Val Jensen, senior vice president of customer operations for Commonwealth Edison (aka ComEd), the biggest utility in Illinois, said utilities are waking up to the biggest business model shift in their existence. They need input from both buyers and regulators to shape future services, he suggested during another VERGE keynote discussion.
"The way that we look at it begins with the fact that this industry is being washed over by some pretty powerful truths that regardless of whether you want to believe in them are going to result in a more decentralized, distributed, democratic ecology for the utility business," Jensen said. "That renders the existing business model obsolete, if not dead, and requires us to rethink what that model is going to look like."Pat Reiten, senior vice president of government relations for Berkshire Hathaway Energy, which has invested more than $6 billion in five solar projects — including two of the largest U.S. plants — said one of his company's top priorities is to help more customers see value from its investments in clean power.

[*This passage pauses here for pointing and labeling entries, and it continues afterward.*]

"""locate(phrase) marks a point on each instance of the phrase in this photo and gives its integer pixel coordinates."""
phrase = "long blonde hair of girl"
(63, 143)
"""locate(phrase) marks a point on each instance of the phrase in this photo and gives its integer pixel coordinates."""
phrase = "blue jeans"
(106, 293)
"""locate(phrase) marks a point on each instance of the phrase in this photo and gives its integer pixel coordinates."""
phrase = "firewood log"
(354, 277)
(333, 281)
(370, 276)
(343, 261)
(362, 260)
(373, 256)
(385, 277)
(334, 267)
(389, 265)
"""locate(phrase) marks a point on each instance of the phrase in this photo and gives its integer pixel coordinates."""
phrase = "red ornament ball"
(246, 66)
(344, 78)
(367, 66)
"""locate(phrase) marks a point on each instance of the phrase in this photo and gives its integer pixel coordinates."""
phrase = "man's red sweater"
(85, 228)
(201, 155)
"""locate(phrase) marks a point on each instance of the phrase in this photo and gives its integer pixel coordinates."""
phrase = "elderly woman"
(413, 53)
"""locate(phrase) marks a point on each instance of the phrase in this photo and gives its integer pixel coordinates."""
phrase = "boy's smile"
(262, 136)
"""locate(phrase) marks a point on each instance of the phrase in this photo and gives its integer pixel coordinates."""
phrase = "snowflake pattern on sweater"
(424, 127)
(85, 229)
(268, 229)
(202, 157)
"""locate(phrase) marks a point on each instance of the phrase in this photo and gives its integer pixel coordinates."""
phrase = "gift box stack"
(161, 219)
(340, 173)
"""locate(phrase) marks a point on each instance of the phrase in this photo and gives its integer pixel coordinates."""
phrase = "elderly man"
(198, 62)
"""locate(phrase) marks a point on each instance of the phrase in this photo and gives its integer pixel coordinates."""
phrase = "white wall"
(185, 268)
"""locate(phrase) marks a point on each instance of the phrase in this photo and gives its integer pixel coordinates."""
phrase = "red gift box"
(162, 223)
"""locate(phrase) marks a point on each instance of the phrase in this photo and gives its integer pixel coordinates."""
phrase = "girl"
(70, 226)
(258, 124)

"Utilities are in a position to work with their customers," he said during an interview at the REBA Summit.
What do corporate buyers stand to gain? An ally with years of experience in procuring and distributing electricity. "You want a partner that is going to be there," Reiten said. "You want partners that have great credit ratings and good access to low-cost capital, you want partners that have experience in the market, you want partners that have experience in energy procurement and operations and maintenance. Those things are advantages that a utility can bring to bear on behalf of its customers. Well-run utilities are vehicles for their customers' aims."
Keep an eye on green tariffs
One area that corporate energy buyers and sustainability teams with clean power targets should watch closely over the next 12 months is green tariffs, which are programs that allow customers to source renewable energy in regulated states at a fixed rate.
According to research by the World Resources Institute, there are now 17 of these programs available in 13 states. Considering that these programs didn't exist just four years ago, that's progress, but there's still a long way to go.
Bill Weihl, director of sustainability at Facebook, said he has found utilities receptive to discussing these programs. "We have been very successful in engaging with utilities and developing green tariffs that will allow us to buy clean energy in a way that is additive and cost-effective that but doesn't become a burden on other rate payers," he said during the VERGE 17 panel discussion.
Indeed, the social media company was involved in shaping a tariff adopted by the Omaha Public Power District in Nebraska earlier this year. Many of these options have only been available for a short time, so they're not yet widely used, but Weihl expects an uptick over the next 18 months. "Now that we have the mechanism there, people are starting to take advantage of it, and I expect that to grow," he said.
Right now, green tariffs are designed primarily to accommodate new electricity loads, noted Letha Tawney, director of Utility Innovation and Polsky Chair for Renewable Energy at WRI. That's a challenge given that many companies are simultaneously cutting their energy consumption even as they're seeking renewable power sources. So, look for green tariffs to continue evolving as buyer-utility discussions become deeper. "We're changing the shape of this industry, fundamentally, as we decarbonize it," Tawney said.